1. Specialization stage. As the conditioned stimulus is reinforced, the intersignal reactions fade and the conditioned response occurs only to the signal stimulus. The volume of distribution of biopotentials is decreasing.
As the conditioned reflex strengthens, the processes of irradiation of excitation are replaced by processes of concentration, limiting the focus of excitation only to the zone of representation of the main stimulus. As a result, clarification and specialization of the conditioned reflex occurs. At the final stage of a strengthened conditioned reflex, a concentration of conditioned excitation occurs: the conditioned reflex reaction is observed only to a given stimulus, and to secondary stimuli that are close in meaning, it stops. At the stage of concentration of conditioned excitation, the excitatory process is localized only in the zone of the central representation of the conditioned stimulus (a reaction is realized only to the main stimulus), accompanied by inhibition of the reaction to side stimuli. The external manifestation of this stage is the differentiation of the parameters of the current conditioned stimulus - the specialization of the conditioned reflex.
The rate of formation of the UR depends on the individual characteristics of the animal, on the frequency of stimulation, on the functional state of the cortex itself and its areas, on the ratio of the strength of unconditioned and conditioned stimuli, on the environment and the changes occurring in it.
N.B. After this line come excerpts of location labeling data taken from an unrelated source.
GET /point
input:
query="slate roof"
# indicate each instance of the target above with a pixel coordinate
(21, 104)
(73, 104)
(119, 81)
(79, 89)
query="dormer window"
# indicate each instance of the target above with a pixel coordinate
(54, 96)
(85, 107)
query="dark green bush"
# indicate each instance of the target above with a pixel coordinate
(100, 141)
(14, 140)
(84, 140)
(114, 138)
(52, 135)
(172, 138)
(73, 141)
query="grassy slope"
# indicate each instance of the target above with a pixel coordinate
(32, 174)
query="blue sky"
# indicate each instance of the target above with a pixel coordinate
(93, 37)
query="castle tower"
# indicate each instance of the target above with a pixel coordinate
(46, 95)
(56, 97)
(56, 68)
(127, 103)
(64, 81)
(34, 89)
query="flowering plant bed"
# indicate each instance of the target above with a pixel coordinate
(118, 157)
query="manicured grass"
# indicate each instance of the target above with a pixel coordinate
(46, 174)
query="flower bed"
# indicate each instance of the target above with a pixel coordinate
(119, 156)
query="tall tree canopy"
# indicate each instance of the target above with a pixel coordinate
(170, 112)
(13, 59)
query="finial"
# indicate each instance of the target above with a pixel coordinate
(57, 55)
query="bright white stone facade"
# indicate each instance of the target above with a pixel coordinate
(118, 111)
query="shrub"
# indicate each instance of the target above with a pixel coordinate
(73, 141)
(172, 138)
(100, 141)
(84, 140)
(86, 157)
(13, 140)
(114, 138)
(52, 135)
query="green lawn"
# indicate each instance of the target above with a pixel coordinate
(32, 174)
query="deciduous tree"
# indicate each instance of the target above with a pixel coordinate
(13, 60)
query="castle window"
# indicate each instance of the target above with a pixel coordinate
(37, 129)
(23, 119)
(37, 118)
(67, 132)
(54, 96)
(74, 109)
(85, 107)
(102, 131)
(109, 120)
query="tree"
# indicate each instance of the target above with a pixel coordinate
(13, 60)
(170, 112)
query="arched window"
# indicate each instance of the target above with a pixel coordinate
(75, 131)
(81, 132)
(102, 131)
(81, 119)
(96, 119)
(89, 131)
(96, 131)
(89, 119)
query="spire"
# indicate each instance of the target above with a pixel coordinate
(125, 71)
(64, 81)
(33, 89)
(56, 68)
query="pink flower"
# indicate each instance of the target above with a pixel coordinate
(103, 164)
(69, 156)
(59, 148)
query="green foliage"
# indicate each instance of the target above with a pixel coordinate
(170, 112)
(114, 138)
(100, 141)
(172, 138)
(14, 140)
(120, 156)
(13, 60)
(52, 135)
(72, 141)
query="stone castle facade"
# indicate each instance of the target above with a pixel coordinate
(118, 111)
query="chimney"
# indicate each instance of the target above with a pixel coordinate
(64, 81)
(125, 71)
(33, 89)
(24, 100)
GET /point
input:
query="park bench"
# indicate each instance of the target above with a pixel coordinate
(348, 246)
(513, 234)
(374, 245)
Initially, I.P. Pavlov assumed that the conditioned reflex is formed at the level of “cortex-subcortical formations”. In later works, he explained the formation of a conditioned reflex connection by the formation of a temporary connection between the cortical center of the unconditioned reflex and the cortical center of the analyzer. In this case, the main cellular elements of the mechanism for the formation of a conditioned reflex are the intercalary and associative neurons of the cerebral cortex, and the closure of the temporary connection is based on the process of dominant interaction between excited centers. Data from modern neurophysiology indicate the possibility of different levels of closure: “cortex-cortex”, “cortex-subcortical formations”, “subcortical formations-subcortical formations”. E.A. Asratyan, studying the unconditioned reflex, put forward a hypothesis about the structure of the conditioned reflex as a process of synthesis of unconditioned reflexes.
To develop conditioned reflexes, the following conditions are necessary:
1. The action of the conditioned stimulus must precede the influence of the unconditioned one.
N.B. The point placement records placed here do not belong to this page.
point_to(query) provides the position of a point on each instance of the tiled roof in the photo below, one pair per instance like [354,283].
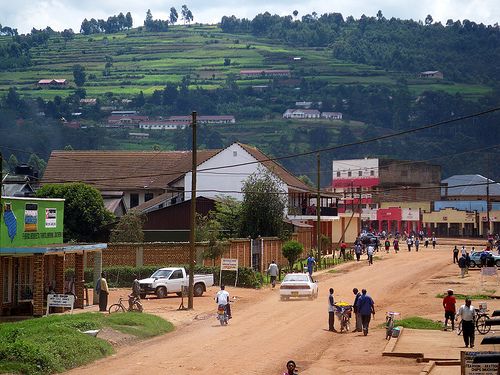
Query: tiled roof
[120,170]
[276,168]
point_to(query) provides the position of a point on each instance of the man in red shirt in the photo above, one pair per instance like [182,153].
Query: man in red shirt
[449,309]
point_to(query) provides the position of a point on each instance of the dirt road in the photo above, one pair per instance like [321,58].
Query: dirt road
[266,332]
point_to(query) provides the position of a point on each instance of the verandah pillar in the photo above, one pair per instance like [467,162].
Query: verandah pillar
[38,284]
[79,280]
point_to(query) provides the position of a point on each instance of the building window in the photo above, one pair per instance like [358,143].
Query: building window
[134,200]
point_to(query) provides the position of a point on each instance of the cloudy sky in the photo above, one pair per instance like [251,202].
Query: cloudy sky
[62,14]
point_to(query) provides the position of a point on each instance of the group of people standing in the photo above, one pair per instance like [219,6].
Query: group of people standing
[363,306]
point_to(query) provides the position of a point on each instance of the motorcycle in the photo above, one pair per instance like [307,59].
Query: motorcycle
[222,315]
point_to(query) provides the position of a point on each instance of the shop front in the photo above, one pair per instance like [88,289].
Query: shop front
[33,257]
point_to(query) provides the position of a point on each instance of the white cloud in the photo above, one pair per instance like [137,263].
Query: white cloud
[61,14]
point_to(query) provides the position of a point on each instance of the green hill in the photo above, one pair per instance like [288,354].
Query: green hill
[140,61]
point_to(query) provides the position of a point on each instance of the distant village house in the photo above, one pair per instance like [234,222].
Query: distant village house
[431,74]
[52,82]
[276,73]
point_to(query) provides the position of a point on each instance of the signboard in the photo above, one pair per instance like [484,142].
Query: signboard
[60,300]
[369,214]
[408,214]
[50,217]
[227,264]
[30,222]
[469,368]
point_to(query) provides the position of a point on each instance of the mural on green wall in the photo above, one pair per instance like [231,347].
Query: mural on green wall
[31,222]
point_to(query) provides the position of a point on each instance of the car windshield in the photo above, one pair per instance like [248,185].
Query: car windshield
[161,273]
[296,277]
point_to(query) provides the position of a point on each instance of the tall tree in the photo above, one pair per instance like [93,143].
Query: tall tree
[263,206]
[173,15]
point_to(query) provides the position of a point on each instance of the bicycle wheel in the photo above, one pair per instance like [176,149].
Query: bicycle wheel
[481,326]
[116,308]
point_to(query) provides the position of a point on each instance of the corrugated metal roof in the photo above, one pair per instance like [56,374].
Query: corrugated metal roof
[469,185]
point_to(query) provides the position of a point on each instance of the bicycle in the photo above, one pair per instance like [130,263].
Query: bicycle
[480,322]
[389,323]
[120,307]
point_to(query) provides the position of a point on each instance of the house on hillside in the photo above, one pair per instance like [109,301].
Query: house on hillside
[58,82]
[436,74]
[186,120]
[331,115]
[139,175]
[302,114]
[125,120]
[268,73]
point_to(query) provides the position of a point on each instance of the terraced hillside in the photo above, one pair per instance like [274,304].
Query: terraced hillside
[127,63]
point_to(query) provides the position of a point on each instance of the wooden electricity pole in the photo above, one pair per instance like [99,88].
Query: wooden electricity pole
[318,208]
[192,249]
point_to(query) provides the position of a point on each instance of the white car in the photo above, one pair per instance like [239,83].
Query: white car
[298,285]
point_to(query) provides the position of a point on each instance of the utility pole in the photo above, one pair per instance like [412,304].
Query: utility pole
[193,215]
[488,195]
[318,207]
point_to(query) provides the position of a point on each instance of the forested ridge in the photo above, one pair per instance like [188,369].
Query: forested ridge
[366,68]
[465,50]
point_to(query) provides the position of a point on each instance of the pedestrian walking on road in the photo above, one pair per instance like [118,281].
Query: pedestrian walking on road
[467,313]
[311,262]
[290,368]
[366,308]
[357,315]
[449,303]
[455,254]
[273,272]
[370,250]
[462,264]
[358,250]
[331,312]
[409,242]
[102,290]
[396,245]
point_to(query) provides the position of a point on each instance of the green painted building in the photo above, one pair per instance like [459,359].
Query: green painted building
[31,222]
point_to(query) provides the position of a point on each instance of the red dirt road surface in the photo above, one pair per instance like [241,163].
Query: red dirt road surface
[266,332]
2. A repeated combination of conditioned and unconditioned stimuli is necessary.
3. Indifferent and unconditioned stimuli must have superthreshold strength.
4. At the moment of developing a conditioned reflex, there should be no extraneous external stimulation.
3) Types of higher nervous activity (HNA) - a set of innate (genotype) and acquired (phenotype) properties of the nervous system that determine the nature of the organism’s interaction with the environment and are reflected in all functions of the body. The specific significance of congenital and acquired - a product of the interaction of genotype and environment - may vary depending on conditions. In unusual, extreme conditions, predominantly innate mechanisms of higher nervous activity come to the fore. Various combinations of the three main properties of the nervous system allowed I.P. Pavlov identified four sharply defined types, differing in adaptive abilities and resistance to neurotic agents.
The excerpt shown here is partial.